Genes going awry and mutating in many different ways, which are not normal to the body's form and function, cause cancer. Mapping the genetic mutations linked to cancer could lead to more closely matching appropriate treatments to individual patients, pave the way for the creation of new diagnostic tests, and maybe even guide the development of new drugs for treatment.
Two groups of researchers analyzed massive quantities of genetic information from tumor samples in an effort to record the many different variations of cancer. However, during the analysis, the researchers found that cancer is much more complicated than anyone could have possibly guessed. While the group had expected to identify certain key genes that were frequently mutated, they found not only a much larger number of mutated genes, but also found that each gene mutated in a smaller fraction of the tumors, giving an answer as to why a cure is unlikely after a tumor has spread.
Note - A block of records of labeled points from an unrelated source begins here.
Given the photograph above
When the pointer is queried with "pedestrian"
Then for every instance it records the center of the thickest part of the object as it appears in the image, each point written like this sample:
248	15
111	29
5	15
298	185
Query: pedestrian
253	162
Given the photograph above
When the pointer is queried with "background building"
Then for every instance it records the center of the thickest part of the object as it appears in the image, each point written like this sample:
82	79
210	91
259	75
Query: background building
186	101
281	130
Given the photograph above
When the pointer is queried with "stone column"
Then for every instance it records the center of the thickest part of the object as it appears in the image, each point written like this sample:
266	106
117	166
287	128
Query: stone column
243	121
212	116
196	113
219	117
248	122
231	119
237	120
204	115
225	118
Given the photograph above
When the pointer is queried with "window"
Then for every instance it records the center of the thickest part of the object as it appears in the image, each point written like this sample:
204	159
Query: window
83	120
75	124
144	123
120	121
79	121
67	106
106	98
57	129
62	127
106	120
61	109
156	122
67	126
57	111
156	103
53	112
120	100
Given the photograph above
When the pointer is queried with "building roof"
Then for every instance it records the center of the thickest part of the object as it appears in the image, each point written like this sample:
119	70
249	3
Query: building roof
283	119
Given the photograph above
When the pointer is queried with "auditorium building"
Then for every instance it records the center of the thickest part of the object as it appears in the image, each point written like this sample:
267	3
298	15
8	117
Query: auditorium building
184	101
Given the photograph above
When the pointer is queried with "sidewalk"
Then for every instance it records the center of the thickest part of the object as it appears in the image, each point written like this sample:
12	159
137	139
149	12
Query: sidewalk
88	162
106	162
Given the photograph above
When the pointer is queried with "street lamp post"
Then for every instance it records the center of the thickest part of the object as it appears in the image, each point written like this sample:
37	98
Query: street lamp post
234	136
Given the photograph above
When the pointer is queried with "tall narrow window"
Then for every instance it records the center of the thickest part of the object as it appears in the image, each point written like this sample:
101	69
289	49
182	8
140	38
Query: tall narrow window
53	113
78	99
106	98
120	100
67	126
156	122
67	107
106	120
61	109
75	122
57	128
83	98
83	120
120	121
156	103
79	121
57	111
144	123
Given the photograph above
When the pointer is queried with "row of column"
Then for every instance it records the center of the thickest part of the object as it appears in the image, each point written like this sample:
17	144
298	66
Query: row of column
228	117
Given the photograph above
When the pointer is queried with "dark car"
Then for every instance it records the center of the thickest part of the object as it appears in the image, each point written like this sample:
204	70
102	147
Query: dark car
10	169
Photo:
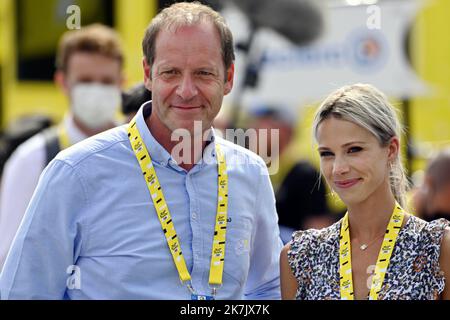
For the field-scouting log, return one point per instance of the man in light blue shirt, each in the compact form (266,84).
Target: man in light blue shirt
(91,230)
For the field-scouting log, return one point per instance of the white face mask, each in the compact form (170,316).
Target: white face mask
(94,104)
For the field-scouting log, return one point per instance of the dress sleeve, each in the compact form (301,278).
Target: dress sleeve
(299,258)
(432,238)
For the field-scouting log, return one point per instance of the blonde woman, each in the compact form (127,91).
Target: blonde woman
(377,251)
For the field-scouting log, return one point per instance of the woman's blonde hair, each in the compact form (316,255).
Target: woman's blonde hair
(366,106)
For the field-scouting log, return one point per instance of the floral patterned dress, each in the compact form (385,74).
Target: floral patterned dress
(413,272)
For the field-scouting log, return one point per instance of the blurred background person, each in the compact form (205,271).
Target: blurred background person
(431,200)
(133,99)
(89,72)
(299,189)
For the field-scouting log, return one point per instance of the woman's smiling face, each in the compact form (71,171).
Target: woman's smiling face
(352,160)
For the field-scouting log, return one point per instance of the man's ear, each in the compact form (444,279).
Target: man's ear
(229,80)
(147,74)
(61,81)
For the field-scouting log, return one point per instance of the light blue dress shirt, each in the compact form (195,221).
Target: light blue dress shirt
(91,215)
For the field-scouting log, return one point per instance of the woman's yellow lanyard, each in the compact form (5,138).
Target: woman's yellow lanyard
(162,210)
(387,247)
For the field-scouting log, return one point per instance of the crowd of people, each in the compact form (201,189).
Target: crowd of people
(161,206)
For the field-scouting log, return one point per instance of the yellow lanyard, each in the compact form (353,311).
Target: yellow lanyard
(63,137)
(162,210)
(387,247)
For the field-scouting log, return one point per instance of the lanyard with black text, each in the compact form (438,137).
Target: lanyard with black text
(162,210)
(387,247)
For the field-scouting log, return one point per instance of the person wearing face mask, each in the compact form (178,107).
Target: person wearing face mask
(89,72)
(432,199)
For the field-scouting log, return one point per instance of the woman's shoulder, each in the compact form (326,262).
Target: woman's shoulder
(311,238)
(427,229)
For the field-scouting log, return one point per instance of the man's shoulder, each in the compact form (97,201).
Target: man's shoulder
(29,150)
(95,145)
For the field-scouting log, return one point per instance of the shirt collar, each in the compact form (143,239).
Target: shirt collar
(155,149)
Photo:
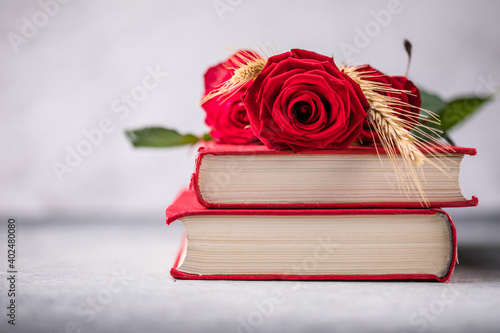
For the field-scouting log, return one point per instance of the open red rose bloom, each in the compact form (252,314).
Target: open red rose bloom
(227,116)
(301,100)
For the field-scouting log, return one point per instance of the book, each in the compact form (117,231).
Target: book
(312,244)
(252,176)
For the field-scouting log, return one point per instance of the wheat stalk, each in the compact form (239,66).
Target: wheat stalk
(245,71)
(394,137)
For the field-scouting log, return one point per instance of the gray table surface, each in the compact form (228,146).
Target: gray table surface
(107,274)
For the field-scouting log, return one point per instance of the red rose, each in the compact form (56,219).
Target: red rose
(301,100)
(227,116)
(408,112)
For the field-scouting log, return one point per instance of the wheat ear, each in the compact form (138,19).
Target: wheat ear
(246,70)
(393,135)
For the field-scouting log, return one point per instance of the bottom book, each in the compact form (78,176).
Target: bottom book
(312,244)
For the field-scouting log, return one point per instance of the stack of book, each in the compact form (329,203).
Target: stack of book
(257,214)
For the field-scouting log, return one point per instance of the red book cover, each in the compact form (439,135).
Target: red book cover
(186,204)
(221,150)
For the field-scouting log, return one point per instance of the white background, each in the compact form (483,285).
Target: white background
(65,77)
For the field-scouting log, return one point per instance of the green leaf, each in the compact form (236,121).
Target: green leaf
(431,102)
(459,109)
(159,137)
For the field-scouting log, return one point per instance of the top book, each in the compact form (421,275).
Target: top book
(252,176)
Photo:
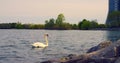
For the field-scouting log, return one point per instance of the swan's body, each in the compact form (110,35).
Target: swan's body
(41,45)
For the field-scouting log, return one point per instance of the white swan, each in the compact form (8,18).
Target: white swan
(41,45)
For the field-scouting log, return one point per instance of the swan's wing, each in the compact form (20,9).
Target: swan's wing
(38,44)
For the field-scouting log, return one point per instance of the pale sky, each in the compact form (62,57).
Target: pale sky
(37,11)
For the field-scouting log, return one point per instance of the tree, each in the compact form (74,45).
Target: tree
(59,21)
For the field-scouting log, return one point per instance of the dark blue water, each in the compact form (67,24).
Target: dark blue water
(15,45)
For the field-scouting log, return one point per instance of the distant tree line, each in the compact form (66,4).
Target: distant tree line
(114,19)
(58,24)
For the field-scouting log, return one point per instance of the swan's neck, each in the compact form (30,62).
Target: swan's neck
(46,39)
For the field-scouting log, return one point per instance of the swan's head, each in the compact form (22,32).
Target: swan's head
(46,35)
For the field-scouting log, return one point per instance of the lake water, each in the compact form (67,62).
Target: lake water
(15,45)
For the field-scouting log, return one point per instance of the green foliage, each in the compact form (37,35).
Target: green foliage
(86,24)
(58,24)
(50,24)
(114,19)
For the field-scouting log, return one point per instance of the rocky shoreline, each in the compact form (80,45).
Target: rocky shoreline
(105,52)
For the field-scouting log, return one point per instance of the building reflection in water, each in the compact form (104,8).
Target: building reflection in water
(113,35)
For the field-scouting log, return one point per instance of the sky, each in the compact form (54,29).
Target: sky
(37,11)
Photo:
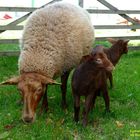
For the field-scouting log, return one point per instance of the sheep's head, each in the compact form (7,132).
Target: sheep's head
(31,87)
(121,44)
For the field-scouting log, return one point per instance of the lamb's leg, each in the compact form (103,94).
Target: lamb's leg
(111,80)
(94,98)
(88,103)
(64,79)
(106,99)
(76,107)
(44,102)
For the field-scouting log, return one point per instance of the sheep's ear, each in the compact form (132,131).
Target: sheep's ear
(111,40)
(11,81)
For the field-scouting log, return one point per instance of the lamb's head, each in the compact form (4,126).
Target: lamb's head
(121,44)
(100,59)
(31,87)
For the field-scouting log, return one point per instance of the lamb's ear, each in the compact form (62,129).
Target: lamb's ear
(126,41)
(47,80)
(51,81)
(11,81)
(111,40)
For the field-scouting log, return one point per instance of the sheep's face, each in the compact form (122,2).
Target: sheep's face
(101,59)
(121,44)
(32,87)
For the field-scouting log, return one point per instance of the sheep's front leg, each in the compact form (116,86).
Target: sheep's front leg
(44,102)
(76,107)
(64,79)
(88,103)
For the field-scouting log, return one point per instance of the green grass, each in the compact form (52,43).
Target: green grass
(57,124)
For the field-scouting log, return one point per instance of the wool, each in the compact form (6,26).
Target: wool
(55,38)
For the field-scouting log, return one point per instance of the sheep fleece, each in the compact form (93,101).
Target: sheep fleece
(55,38)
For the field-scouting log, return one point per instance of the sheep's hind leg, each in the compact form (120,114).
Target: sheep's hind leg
(64,79)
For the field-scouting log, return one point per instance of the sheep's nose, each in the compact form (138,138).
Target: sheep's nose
(28,119)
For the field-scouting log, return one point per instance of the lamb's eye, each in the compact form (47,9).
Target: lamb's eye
(20,91)
(39,90)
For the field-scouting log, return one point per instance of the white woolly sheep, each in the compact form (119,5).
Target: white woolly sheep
(54,40)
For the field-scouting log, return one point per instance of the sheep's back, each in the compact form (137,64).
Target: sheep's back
(55,38)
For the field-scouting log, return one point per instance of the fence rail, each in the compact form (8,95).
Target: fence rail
(113,10)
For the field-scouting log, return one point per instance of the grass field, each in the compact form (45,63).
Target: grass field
(123,123)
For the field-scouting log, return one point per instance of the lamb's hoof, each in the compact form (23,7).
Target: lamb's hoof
(64,106)
(19,102)
(84,123)
(43,110)
(76,120)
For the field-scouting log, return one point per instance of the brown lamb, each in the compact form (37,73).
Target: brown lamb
(87,79)
(118,48)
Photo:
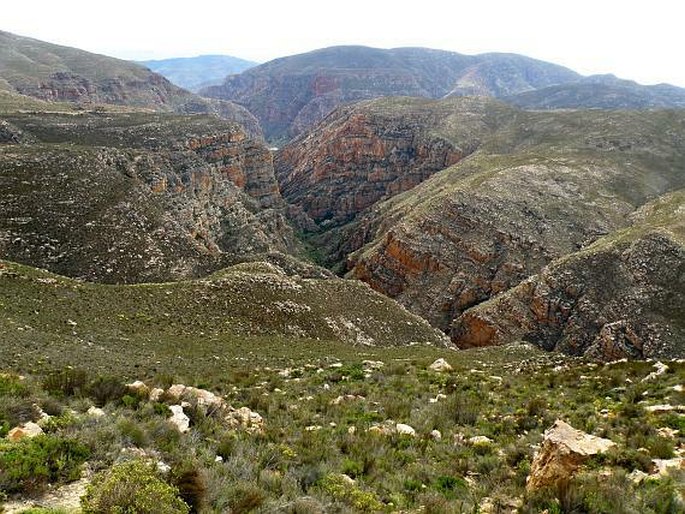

Two separate papers were published in the journal Science on pancreatic and brain cancer that resulted from the private cancer-genome project led by researchers at Johns Hopkins. Victor Velculescu of Johns Hopkins Kimmel Cancer Center and a co-author of two papers said, "We used to think there was one enemy that was well-defined, but now we know there are lots of little enemies." A much larger third study is published in the journal Nature, also involving glioblastoma, and has been funded by the U.S. National Institutes of Health.
Researchers usually begin with a general idea about which drugs may destroy tumors and then test them in labs and then move forward to animal testing before finally conducting trials with human subjects. Drug companies have introduced targeted anticancer drugs that attack specific targets of a tumor's cellular machinery such as Herceptin, for breast cancer, and Gleevec, for a type of leukemia, which have generated a keen interest in the industry.
The new research indicates, however, that most brain and solid tumors are very different. According to Bert Vogelstein, cancer researcher at Johns Hopkins, and co-author of the Science papers, "It is extremely unlikely that drugs which target a single gene like Gleevec will be active against a major fraction of solid tumors. Instead of screening for drugs against single proteins, our work suggests that it may be more productive to screen for drugs that act against core pathways."
Building a library of mutations for different tumors could be a potential new way to treat cancer and could also allow doctors to quickly diagnose a tumor before it grows too large to be surgically removed. Since DNA and cells are frequently dislodged from early-stage tumors and move into the bloodstream and body fluids, tests based on mutations could detect the presence of a tumor before a patient even shows symptoms.
The team sequenced over 20,000 genes in cells from 24 patients with advanced pancreatic cancer and 22 patients with glioblastoma. They found the typical pancreatic tumor had 63 genetic mutations, while the average brain tumor had 60. However, they found only 12 pathways that were abnormal in most of the tumors. One downside of this is that the pathways are also responsible for key biological functions and disrupting them could trigger severe side effects.
The Science study on glioblastoma, which is the type of cancer Senator Edward Kennedy was diagnosed in May, yielded the discovery of a new gene, IDH1, never before linked to cancer. Patients with IDH1 mutations had a longer survival time than the typical brain tumor patient, suggesting a new treatment strategy. According to Dr. Victor Velculescu, also of Hopkins, "Glioblastoma multiformes used to be thought of as one disease. It is now clear they are two."
The Nature study was conducted on over 200 samples of glioblastoma the Cancer Genome Atlas Research Network. The study was launched in 2006 and is a three-year pilot program centering on ovarian, lung and brain cancer. The plan is to expand the analysis to include mutations found in the 50 major types of cancer.